Стража у ворот дворца нас не остановила, и не покосилась даже. Похоже было, что светлейший князь не особо беспокоился о том, что на его жизнь кто-нибудь может совершить покушение, или же какой-то ловкий петербургский вор решит проникнуть в его жилище, благо что поживиться здесь было чем.
Двор был огромен, и здесь было полно кавалергардов. Они бродили туда-сюда, сбивались в небольшие компании, хохотали, ссорились, а какая-то особо рьяная парочка даже устроила потасовку на шпагах, и неизвестно еще во что бы это могло вылиться, если бы сотоварищи не угомонили их по-быстрому.
Такое обилие вооруженных людей моментально объяснило причину равнодушия стражи на воротах. Честно говоря, я вообще усомнился в ее необходимости, и списал ее наличие на обычную традицию.
Здесь на меня никто не обращал внимания, словно и не замечали вовсе. По закругленной лестнице я поднялся на высокое крыльцо, с трудом пробился через толпу хохочущих кавалергардов и остановился у широких дверей, по краям которой стояли еще два стражника. Так же, как и все, кто здесь присутствовал, на меня они даже не взглянули, а один из них, как мне показалось, даже дремал, низко надвинув на глаза шляпу.
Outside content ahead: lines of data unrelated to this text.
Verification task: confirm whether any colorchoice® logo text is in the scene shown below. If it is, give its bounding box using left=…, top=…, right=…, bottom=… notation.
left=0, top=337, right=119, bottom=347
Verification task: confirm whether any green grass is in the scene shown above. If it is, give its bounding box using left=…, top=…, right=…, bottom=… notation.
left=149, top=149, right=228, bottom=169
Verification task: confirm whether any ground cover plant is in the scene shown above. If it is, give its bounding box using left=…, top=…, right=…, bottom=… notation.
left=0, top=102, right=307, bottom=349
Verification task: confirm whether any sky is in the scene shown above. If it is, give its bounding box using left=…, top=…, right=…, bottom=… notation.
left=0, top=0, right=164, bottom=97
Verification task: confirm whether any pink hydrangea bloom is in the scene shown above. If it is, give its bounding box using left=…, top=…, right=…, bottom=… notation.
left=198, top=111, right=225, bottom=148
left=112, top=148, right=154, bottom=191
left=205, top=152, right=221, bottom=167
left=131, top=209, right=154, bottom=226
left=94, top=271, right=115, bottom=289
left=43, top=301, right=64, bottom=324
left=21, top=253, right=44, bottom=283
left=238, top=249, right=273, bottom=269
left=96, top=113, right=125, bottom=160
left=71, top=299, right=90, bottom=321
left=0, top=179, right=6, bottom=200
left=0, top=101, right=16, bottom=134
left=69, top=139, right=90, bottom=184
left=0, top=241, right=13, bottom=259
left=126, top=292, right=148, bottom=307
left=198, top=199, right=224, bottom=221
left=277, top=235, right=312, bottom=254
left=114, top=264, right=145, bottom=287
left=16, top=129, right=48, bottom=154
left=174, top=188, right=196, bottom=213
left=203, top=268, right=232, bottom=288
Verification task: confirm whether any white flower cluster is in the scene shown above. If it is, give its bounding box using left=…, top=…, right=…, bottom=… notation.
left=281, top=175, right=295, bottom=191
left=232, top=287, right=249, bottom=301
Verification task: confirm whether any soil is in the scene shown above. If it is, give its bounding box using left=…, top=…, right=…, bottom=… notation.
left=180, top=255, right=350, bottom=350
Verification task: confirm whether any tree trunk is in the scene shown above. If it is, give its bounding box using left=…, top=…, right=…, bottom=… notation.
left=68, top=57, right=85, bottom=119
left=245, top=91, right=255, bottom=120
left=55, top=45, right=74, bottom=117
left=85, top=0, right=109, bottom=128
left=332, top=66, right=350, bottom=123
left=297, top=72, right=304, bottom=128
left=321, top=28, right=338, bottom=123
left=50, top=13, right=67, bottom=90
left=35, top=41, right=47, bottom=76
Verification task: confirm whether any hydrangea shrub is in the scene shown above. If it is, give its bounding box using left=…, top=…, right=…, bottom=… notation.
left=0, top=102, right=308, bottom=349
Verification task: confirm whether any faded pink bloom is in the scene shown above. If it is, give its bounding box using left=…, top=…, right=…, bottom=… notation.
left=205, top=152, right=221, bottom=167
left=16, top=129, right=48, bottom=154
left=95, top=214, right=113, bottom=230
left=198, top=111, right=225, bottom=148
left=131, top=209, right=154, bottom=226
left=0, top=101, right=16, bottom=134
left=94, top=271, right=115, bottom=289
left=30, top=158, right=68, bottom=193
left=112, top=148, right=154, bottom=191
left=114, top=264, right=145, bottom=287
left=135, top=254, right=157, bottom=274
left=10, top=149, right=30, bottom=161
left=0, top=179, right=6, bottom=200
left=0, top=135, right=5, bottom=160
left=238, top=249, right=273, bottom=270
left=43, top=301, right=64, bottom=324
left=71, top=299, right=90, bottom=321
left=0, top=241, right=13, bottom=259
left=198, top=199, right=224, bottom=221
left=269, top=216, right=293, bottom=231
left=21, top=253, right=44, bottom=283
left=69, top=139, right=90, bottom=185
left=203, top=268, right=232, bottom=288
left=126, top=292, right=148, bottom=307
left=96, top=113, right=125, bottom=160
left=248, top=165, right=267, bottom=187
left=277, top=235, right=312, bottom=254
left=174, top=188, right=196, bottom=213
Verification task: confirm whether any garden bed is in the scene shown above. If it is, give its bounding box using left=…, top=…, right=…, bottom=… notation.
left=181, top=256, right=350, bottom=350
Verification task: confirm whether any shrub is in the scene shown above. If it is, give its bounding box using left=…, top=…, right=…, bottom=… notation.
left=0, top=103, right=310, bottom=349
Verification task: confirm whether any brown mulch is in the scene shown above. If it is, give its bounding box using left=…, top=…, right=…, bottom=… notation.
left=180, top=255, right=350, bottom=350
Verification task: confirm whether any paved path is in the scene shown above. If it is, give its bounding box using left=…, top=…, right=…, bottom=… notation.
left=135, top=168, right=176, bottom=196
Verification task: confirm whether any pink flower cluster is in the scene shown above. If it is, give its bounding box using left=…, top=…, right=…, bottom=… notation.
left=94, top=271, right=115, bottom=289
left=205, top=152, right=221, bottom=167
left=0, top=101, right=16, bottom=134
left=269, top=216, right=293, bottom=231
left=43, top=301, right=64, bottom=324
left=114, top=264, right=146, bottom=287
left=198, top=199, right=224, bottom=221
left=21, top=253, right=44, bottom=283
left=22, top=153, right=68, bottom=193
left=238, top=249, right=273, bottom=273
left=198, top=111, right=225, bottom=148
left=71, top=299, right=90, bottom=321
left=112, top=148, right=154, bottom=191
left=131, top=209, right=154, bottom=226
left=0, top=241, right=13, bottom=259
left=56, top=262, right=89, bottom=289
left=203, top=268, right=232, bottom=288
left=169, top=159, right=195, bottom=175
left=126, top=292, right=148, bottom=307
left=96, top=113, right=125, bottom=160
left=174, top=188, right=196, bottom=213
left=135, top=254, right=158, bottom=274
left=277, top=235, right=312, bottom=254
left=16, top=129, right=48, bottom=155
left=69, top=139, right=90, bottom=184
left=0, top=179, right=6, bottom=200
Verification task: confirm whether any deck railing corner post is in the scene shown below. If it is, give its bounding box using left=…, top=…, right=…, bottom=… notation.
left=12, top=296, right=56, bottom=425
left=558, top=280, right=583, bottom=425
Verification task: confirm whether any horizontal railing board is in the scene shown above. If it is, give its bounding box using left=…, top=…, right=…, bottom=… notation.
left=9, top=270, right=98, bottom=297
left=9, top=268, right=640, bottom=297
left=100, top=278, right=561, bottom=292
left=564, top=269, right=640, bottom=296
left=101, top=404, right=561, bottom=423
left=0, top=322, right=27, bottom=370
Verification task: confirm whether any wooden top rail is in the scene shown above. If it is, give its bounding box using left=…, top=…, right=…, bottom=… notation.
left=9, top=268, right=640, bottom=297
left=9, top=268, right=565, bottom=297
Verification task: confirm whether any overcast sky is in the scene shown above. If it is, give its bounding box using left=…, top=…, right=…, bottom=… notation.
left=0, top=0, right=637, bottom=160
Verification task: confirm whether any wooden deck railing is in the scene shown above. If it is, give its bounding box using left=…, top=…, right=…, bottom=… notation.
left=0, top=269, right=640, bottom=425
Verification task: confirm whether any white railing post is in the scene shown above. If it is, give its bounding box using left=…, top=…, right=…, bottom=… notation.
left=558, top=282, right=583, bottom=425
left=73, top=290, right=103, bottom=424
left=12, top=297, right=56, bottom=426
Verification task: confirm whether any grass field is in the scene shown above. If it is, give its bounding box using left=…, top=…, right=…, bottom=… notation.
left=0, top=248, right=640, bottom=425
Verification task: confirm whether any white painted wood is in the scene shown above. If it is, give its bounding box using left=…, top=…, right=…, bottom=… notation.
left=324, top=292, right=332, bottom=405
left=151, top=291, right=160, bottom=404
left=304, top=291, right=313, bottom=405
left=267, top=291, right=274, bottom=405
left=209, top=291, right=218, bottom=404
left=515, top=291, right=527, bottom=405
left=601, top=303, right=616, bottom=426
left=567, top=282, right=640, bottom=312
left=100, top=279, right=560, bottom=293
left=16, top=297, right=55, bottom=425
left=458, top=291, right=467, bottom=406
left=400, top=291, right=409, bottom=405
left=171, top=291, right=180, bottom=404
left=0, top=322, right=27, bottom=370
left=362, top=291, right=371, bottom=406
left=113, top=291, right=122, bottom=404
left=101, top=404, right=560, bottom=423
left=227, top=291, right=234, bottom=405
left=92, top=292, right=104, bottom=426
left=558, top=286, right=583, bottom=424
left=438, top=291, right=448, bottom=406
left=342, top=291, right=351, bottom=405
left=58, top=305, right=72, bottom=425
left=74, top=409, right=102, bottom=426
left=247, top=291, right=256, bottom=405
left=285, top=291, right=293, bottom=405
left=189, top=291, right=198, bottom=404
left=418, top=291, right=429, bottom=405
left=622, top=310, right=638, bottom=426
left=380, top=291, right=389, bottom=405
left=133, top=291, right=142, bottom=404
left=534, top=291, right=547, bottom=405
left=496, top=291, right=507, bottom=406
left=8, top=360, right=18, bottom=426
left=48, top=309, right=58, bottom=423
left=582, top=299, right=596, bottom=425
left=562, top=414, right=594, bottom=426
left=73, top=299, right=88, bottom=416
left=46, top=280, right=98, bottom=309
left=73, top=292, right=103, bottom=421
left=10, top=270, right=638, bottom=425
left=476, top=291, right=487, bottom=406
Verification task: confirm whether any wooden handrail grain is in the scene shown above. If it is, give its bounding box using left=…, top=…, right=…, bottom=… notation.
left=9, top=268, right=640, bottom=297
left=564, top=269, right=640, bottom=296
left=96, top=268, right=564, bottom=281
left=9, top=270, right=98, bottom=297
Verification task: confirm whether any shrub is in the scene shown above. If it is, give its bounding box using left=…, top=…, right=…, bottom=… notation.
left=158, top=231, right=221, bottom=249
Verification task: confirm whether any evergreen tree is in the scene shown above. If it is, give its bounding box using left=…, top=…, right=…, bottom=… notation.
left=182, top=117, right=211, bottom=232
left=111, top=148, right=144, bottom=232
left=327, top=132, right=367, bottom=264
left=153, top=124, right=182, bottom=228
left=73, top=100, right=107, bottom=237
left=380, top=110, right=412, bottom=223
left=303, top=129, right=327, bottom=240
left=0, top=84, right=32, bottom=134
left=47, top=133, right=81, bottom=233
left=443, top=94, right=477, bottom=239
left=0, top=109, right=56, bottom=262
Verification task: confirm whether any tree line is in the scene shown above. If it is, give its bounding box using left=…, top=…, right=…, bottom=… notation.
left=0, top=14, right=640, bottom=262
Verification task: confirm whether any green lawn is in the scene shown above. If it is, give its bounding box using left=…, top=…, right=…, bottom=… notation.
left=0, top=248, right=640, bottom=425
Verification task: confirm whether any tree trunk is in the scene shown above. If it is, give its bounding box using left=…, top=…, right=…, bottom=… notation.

Дважды дернув за шнур дверного колокольчика, я дождался, пока двери передо мной откроет крепкий лощеный дворецкий с очень равнодушным неподвижным лицом. Холодные рыбьи глаза его в первую очередь внимательно и неторопливо осмотрели пространство у меня за спиной, и только затем остановились на моем лице. Вперились так, что мне даже стало несколько неуютно.
— Камер-юнкер Сумароков на аудиенцию к светлейшему князю Черкасскому, — объявил я. — Явиться приказано не позднее девяти часов утра.
Ничего не ответив, дворецкий впустил меня внутрь, и глазам моим предстал огромный мраморный холл с таким множеством окон, что было там ничуть не сумрачнее, чем снаружи, под открытым небом. Мрамор блистал белизной, пол казался ледяным и очень скользким, и первые шаги по нему я сделал с большой осторожностью, чтобы не поскользнуться и не дай бог не грохнуться прямо на глазах у дворецкого. Но не поскользнулся все-таки — пол оказался скользким только на вид.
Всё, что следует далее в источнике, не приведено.